Furniture is taking on a substantial presence, with slabs of timber constructed into pieces with thickly balanced proportions.
Right now we see furniture taking on a substantial presence, with slabs of timber constructed into pieces with thickly balanced proportions. The warmth and tactility of wood make a fantastic counterpoint to bouclÈ textiles and the two have already been widely paired this season. Whether stacked slabs, sweeping arcs or stripped back logs, these easily understood elemental constructions speak of a primitive simplicity that stays the right side of Flintstones.
There’s a reassuring weighty solidity to these assemblages of massive planks and logs.
Design House Stockholm has produced the angular Flip table with a surface that folds down so it can be used as a dining table, desk or sideboard. Created by Swedish designer Jesper Ståhl, the surface and both legs are each made up of three large simple oak veneered panels.
Image: Design House Stockholm
Designer Jonas Lutz was inspired by Brutalist architecture for his Block armchair, using different materials to elevate its blocky construction. The bobbly boulcè softens the chunky wood while the tall, cylindrical brass-plated legs create space beneath the seat.
Image: La Chance
Originally designed as for the Noma restaurant in Copenhagen, the Karm sofa by Brdr. Krüger is named after the Danish word for “frame”, referencing structure and solidity. The grainy wood softens its sharp outlines and the wedge joints flaunt its solid construction.
Image: Brdr. Krüger
A modern take on chabudai dining tables, the traditional short-legged designs found in Japanes homes, architecture studio Keiji Ashizawa Design created a modern version for manufacturer Karimoku Casestudy. The piece which can also function as a coffee table comes with a tinted glass top resting on angular timber construction.
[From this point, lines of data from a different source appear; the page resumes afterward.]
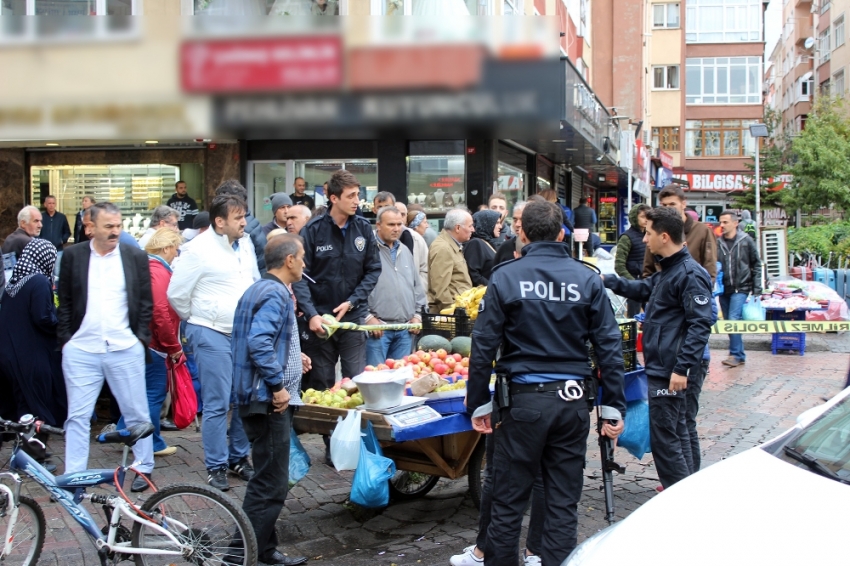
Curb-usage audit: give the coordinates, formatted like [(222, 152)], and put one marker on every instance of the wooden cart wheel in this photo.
[(477, 463), (410, 485)]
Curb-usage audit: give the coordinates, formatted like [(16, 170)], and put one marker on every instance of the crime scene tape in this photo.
[(778, 326)]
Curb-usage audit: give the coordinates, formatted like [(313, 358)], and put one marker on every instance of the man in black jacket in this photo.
[(544, 422), (340, 255), (105, 309), (675, 332), (739, 257)]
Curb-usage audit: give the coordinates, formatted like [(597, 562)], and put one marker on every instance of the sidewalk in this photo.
[(741, 407)]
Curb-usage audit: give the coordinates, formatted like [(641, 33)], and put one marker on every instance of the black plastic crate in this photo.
[(447, 325)]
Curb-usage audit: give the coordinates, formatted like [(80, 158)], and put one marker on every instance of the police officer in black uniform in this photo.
[(541, 309), (675, 332)]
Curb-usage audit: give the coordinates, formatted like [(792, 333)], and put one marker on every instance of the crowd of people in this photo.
[(245, 301)]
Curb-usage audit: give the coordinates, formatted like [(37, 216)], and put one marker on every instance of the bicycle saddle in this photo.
[(128, 436)]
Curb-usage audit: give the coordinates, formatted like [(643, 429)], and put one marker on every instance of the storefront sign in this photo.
[(261, 65)]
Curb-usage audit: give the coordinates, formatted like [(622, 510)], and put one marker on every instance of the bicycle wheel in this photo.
[(213, 528), (28, 533), (410, 485)]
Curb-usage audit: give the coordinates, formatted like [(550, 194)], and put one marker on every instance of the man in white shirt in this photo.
[(207, 283), (105, 309)]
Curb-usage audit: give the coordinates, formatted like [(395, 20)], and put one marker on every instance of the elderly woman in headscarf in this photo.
[(480, 250), (31, 380)]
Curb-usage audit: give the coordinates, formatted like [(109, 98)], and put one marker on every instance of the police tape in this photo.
[(778, 326)]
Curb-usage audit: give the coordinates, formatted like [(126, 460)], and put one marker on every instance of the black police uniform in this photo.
[(541, 309), (345, 268), (675, 332)]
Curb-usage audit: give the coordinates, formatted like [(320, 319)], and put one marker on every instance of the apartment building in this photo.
[(705, 63)]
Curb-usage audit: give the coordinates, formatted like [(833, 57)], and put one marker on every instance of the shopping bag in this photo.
[(299, 460), (753, 310), (370, 486), (184, 402), (635, 436), (345, 442)]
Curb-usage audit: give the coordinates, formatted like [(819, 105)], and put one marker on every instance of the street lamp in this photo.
[(758, 131)]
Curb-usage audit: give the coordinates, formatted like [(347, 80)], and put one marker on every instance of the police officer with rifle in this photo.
[(542, 309)]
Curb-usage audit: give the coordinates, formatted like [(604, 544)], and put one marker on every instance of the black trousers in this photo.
[(349, 347), (534, 540), (668, 432), (692, 393), (539, 433), (267, 490)]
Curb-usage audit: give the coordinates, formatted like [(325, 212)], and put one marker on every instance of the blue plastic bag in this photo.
[(635, 437), (753, 310), (299, 460), (370, 487)]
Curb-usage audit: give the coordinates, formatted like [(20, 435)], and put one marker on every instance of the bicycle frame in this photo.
[(61, 489)]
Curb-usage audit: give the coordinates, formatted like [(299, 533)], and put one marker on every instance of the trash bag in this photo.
[(370, 486), (299, 460), (635, 436), (753, 310), (345, 442)]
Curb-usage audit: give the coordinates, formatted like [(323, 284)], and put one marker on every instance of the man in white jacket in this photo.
[(207, 283)]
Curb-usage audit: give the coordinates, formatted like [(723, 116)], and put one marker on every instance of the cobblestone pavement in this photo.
[(741, 407)]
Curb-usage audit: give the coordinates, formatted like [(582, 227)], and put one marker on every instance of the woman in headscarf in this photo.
[(30, 362), (480, 250)]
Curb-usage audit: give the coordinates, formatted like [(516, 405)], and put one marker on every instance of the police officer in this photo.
[(539, 416), (675, 332)]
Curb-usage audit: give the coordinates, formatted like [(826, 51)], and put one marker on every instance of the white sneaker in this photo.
[(468, 558)]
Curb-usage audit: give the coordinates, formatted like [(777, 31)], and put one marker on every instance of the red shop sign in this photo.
[(261, 65)]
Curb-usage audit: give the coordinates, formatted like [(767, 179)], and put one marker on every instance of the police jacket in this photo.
[(344, 268), (741, 264), (542, 309), (678, 314)]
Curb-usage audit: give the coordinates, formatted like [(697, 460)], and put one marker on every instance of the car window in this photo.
[(826, 440)]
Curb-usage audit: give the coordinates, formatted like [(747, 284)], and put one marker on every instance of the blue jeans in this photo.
[(394, 344), (215, 371), (156, 384), (732, 305)]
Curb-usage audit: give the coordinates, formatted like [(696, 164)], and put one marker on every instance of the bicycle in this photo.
[(182, 523)]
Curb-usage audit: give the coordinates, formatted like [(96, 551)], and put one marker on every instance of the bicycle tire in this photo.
[(27, 505), (159, 501), (400, 482), (475, 468)]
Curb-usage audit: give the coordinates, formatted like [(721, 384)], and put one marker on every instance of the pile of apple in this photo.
[(452, 368)]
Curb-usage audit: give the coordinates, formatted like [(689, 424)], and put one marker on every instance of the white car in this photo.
[(786, 502)]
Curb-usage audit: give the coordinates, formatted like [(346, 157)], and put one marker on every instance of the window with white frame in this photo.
[(665, 77), (723, 80), (723, 21), (838, 32), (823, 46), (838, 84), (665, 15), (65, 20)]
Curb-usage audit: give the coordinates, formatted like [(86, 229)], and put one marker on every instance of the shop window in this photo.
[(723, 80), (665, 15), (65, 20), (666, 139), (436, 179), (723, 21), (135, 189), (719, 138), (665, 77)]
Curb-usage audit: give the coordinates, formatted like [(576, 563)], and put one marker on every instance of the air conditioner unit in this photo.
[(774, 252)]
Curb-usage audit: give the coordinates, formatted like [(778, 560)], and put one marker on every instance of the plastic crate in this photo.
[(789, 341), (447, 325)]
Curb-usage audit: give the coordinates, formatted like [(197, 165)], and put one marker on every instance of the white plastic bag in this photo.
[(345, 442)]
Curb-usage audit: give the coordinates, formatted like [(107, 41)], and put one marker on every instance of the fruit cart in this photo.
[(445, 448)]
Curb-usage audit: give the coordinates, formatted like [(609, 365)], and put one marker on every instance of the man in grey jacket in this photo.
[(398, 297)]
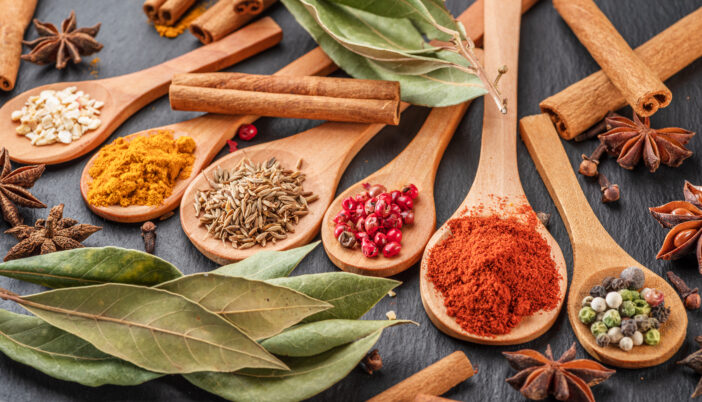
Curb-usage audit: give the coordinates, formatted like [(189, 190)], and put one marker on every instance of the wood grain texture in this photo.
[(125, 95), (595, 254), (639, 85)]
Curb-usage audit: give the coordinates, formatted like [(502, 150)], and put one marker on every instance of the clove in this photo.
[(610, 192), (148, 232), (691, 297), (589, 165), (372, 362)]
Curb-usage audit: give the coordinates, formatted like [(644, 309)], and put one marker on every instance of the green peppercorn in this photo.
[(587, 315), (641, 307), (612, 318), (627, 309), (652, 337), (597, 328)]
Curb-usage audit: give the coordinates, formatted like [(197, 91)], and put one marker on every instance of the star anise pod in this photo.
[(57, 47), (13, 188), (566, 379), (48, 235), (694, 361), (634, 139), (685, 220)]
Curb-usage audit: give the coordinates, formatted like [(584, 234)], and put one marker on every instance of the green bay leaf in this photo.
[(258, 308), (351, 295), (150, 328), (318, 337), (91, 266), (54, 352), (267, 264), (307, 377)]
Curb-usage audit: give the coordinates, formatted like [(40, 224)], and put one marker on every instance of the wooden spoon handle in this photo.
[(586, 233), (144, 86)]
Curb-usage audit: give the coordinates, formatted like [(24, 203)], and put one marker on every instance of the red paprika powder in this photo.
[(493, 271)]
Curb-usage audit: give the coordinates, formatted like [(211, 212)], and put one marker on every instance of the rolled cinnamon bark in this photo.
[(14, 18), (584, 103), (639, 85), (317, 98), (220, 20), (171, 10)]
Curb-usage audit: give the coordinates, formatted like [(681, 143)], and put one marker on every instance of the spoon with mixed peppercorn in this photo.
[(496, 191), (598, 260), (120, 96)]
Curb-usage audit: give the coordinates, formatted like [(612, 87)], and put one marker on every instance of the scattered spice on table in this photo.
[(374, 219), (694, 361), (57, 116), (14, 188), (566, 379), (57, 47), (140, 171), (684, 218), (55, 233), (621, 312), (253, 203), (493, 271), (633, 140)]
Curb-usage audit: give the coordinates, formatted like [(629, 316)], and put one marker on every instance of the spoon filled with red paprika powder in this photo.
[(492, 273)]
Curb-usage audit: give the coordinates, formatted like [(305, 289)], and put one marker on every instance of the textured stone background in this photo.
[(551, 58)]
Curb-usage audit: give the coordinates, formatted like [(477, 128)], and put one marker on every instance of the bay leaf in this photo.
[(258, 308), (91, 266), (31, 341), (150, 328), (351, 295), (267, 264), (443, 87), (318, 337), (308, 376)]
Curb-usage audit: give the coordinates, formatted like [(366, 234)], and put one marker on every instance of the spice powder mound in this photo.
[(141, 171), (492, 272)]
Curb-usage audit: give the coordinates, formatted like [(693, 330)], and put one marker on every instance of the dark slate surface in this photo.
[(551, 58)]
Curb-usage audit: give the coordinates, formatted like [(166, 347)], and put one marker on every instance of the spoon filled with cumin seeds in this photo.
[(492, 274)]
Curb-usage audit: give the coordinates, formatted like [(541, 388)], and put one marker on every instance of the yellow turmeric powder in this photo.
[(142, 171)]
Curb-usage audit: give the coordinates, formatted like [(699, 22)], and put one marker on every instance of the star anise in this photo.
[(694, 361), (685, 220), (566, 379), (48, 235), (13, 188), (634, 139), (57, 47)]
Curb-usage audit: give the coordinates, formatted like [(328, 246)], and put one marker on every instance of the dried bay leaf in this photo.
[(31, 341), (318, 337), (307, 377), (351, 295), (91, 266), (267, 264), (258, 308), (151, 328)]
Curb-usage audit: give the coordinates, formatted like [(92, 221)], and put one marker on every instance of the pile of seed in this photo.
[(253, 203)]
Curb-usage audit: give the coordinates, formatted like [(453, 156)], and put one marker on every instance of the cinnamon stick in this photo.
[(584, 103), (220, 20), (639, 85), (171, 10), (317, 98), (248, 6), (433, 380), (14, 18)]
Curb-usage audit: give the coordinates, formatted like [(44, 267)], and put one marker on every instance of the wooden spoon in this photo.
[(497, 180), (125, 95), (417, 164), (595, 254), (210, 133), (326, 151)]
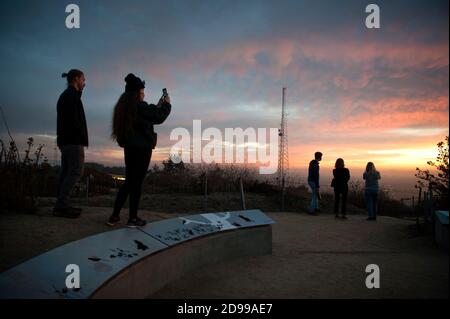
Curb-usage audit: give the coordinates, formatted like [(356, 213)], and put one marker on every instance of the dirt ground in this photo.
[(313, 256)]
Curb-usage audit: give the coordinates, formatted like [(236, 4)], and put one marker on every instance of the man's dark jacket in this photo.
[(71, 125), (313, 172), (144, 134)]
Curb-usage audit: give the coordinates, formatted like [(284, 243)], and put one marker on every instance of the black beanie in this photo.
[(134, 83)]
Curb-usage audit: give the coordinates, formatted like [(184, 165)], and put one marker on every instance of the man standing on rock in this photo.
[(313, 182), (72, 137)]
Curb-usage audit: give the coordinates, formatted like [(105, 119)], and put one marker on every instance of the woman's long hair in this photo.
[(339, 163), (124, 117), (370, 168)]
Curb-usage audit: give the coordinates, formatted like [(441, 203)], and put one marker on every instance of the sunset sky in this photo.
[(361, 94)]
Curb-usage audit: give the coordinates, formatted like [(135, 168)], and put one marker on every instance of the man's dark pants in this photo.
[(72, 165)]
Thick slabs of American oak intersect to form the gridded structure of this monumental bookcase created and produced by LA designer Jamie Bush.
Image: Roger Davies Photography for Jamie Bush
Chunky timber and thick angular cushions complement each other in this luxuriously refined lounge chair designed by Anthony Guerrèe for Paris design studio Collection Particulière. Its tinted black frame emphasises the sharp angles of the piece while the plush upholstery softens those shapes.
Image: Francis Amiand for Collection Particulière
The curve of a ballerina’s foot from heel to toe inspired the sculptural legs of this dining table created by New York brand Vonnegut/Kraft. Called RelevÈ after its namesake position in ballet, the legs appear to bend under the weight of its thick surface made from solid white oak.
Cylinders form a striking base beneath the surface of Kenny, a new dining table produced by New York brand Egg Collective, achieving the same chunky look as our previous examples but with rounded legs.
Image: Egg Collective
Arching pieces of cherry wood frame this graphic lounge chair, created and produced by Brooklyn design studio Moving Mountains. Called Arc, the design has a solid wood frame with curved armrests that sweep past each side of the seat and form the front legs too.
Image: Moving Mountains / Colony
Another manifestation of the chunky look with circular lines is the Offset dining table, designed by Philippe Malouin for New Zealand brand Resident. The oak legs connect slightly off-centre into the rounded corners of the table top, giving it an interesting assymetrical appearance.